30 de junho de 2025
Politica

Aldo Rebelo x Moraes: a testemunha responde da forma que entender

Diante da pequena discussão existente o político de esquerda e ex-ministro dos governos Lula e Dilma, Aldo Rebelo, e um ministro do Supremo Tribunal Federal, durante a oitiva do primeiro como testemunha, sinto-me na obrigação de esclarecer do que se trata o crime de desacato, cuja prisão foi ameaçada pelo DD Magistrado.

Desacato é crime previsto no artigo 331 do Código Penal, que tem a seguinte definição típica:

“Desacatar funcionário público no exercício da função ou em razão dela: Pena. Detenção, de seis meses a dois anos, ou multa”.

Primeira observação que faço é que se trata de delito de pequeno potencial ofensivo, de competência do Juizado Especial Criminal, passível de conciliação entre os envolvidos, transação penal e, promovida a ação, suspensão condicional do processo, que, mesmo advindo condenação, dificilmente haverá prisão, exceto se se tratar de indivíduo reincidente específico.

Não é qualquer discussão entre o autor e o funcionário público que ensejará a adequação típica, haja vista a norma tutelar o prestígio dos agentes do Poder Público no exercício da função pública ou em razão dela.

Assim, para que ocorra o crime, o prestígio dos agentes do Poder Público, que exercem seus ofícios ou em razão deles, deve ser ferido. Por isso, não é qualquer palavra ou frase, ou mesmo discussão entre os envolvidos, que caracterizará o delito, mas algo que tenha o potencial de menoscabar ou aviltar o funcionário público, que, no exercício de suas funções, representa o Estado, que deve sempre ser respeitado.

O delito pode ser cometido por qualquer pessoa, inclusive por funcionário público e advogado.

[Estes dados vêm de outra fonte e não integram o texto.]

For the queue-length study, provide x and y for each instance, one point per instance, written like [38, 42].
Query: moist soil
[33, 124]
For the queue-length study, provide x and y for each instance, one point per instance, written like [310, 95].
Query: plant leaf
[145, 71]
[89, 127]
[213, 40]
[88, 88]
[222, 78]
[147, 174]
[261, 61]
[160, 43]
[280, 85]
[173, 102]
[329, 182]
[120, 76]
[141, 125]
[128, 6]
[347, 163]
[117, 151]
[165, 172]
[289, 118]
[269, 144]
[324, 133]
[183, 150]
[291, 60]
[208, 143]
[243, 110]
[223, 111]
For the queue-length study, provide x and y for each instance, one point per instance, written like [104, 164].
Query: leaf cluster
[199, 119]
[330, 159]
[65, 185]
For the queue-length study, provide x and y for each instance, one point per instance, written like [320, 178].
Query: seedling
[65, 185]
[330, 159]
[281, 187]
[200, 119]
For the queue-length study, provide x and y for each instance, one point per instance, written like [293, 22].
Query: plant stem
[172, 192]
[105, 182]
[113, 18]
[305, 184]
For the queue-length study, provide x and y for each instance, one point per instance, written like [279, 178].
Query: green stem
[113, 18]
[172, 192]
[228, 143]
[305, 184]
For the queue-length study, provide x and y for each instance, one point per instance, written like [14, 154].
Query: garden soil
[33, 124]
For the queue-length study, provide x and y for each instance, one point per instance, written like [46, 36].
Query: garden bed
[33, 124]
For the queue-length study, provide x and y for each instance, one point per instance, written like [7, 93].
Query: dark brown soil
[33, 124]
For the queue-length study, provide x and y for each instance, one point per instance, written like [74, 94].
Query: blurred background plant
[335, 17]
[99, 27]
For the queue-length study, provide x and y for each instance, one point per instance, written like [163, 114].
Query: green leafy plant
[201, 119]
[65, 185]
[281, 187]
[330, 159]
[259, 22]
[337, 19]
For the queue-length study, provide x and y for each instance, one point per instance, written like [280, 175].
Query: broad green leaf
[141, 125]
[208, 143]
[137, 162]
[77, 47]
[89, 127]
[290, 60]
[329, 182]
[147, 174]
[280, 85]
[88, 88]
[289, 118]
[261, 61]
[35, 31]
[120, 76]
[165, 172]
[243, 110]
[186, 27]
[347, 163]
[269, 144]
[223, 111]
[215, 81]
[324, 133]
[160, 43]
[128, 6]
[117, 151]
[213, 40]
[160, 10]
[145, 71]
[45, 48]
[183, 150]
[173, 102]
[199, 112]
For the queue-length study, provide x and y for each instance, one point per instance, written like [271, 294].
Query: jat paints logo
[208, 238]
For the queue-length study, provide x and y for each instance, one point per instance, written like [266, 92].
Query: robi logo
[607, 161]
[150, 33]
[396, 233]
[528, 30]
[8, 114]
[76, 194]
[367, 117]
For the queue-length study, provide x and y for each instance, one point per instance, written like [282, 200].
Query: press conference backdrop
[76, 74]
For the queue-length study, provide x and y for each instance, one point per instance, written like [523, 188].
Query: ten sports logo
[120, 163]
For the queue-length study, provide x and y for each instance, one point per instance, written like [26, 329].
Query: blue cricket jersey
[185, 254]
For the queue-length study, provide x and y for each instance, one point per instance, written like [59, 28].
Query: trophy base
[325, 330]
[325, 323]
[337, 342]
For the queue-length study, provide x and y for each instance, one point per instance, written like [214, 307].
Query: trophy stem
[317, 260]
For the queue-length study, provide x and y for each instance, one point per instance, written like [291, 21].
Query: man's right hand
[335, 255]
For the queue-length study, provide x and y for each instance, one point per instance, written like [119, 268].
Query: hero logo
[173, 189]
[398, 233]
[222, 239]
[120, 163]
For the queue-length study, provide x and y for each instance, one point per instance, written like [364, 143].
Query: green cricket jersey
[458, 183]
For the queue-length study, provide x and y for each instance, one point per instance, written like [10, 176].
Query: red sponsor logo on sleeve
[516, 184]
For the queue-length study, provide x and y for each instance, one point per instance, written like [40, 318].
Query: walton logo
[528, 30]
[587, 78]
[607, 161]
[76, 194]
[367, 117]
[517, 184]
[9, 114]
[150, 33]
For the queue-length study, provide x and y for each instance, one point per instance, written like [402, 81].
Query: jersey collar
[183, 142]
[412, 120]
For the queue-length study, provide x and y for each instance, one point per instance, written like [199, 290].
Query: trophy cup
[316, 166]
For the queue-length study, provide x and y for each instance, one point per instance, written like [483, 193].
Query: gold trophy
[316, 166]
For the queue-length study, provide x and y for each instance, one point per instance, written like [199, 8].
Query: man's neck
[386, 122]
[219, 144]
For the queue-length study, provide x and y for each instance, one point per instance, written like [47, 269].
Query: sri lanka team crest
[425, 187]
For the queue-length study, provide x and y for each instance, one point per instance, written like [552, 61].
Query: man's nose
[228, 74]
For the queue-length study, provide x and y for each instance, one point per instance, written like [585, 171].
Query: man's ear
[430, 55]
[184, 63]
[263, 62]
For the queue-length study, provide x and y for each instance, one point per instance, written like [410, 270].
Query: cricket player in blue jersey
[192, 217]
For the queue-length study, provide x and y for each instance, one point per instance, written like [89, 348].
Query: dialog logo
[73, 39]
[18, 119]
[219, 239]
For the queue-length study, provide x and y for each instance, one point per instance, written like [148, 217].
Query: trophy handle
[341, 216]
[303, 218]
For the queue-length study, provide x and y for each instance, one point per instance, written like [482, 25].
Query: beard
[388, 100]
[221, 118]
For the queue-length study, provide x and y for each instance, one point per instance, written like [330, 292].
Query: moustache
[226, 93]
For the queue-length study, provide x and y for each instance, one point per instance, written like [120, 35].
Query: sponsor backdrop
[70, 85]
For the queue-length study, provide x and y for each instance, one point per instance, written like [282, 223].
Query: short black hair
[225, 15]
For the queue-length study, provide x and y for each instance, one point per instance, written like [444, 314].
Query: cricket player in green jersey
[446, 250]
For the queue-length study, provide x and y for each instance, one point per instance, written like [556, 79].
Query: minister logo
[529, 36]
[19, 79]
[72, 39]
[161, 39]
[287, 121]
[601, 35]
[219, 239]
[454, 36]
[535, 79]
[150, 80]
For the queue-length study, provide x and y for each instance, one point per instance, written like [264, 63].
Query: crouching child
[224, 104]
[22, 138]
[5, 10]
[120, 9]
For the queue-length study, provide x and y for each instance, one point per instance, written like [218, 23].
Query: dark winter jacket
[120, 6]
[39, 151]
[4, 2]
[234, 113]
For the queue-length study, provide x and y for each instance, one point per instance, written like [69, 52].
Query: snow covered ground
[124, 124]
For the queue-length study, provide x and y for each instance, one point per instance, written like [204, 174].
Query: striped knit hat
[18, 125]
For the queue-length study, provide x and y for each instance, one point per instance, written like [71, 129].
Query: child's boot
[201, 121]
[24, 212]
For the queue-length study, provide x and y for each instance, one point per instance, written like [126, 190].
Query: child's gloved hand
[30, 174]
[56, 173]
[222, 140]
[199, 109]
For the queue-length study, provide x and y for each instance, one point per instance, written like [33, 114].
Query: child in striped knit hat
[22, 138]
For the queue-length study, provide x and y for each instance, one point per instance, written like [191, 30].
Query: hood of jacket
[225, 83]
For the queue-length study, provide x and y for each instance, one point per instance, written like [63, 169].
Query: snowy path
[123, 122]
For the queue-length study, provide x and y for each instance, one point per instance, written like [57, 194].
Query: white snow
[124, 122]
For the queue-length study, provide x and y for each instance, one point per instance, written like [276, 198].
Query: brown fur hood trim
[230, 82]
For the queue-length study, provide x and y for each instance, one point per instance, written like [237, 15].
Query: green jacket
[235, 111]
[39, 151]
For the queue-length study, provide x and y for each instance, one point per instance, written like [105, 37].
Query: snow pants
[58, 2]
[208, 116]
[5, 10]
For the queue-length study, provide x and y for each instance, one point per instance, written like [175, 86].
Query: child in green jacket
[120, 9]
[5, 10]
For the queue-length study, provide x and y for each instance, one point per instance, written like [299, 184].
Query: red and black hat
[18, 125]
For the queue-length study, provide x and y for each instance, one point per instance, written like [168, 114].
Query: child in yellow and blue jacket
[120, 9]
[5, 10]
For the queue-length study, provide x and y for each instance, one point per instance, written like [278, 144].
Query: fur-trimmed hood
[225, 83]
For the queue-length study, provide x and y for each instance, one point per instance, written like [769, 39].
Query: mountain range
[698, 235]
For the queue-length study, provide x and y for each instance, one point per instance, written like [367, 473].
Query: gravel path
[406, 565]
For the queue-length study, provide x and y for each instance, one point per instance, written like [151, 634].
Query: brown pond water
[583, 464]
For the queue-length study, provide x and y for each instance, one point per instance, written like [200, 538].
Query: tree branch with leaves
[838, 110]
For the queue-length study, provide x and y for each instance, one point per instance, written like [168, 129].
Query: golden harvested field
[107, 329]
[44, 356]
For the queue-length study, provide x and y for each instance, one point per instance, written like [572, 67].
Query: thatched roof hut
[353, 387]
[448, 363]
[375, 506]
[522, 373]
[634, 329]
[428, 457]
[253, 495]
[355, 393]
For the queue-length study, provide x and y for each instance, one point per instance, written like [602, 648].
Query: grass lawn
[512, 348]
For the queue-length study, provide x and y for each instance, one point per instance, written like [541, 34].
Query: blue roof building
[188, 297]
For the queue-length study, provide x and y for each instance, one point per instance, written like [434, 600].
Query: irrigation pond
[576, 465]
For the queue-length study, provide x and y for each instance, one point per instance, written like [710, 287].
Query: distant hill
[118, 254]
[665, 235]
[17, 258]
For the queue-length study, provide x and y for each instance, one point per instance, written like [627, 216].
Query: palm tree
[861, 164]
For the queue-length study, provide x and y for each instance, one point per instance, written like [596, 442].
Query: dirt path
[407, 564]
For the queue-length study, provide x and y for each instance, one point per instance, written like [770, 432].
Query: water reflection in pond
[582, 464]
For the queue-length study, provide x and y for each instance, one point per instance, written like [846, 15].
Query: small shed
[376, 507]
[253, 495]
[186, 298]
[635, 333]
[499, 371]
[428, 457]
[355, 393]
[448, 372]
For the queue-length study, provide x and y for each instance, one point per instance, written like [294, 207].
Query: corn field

Embora haja entendimento de que o funcionário público não pode ser autor deste delito, porque o desacato está inserido no capítulo que trata dos crimes praticados por particular contra a administração em geral, entendemos que é perfeitamente possível. Isso porque o funcionário público que desacata outro funcionário público, superior hierárquico ou não, despe-se dessa qualidade e equipara-se ao particular. Portanto, pode ser ele autor de desacato.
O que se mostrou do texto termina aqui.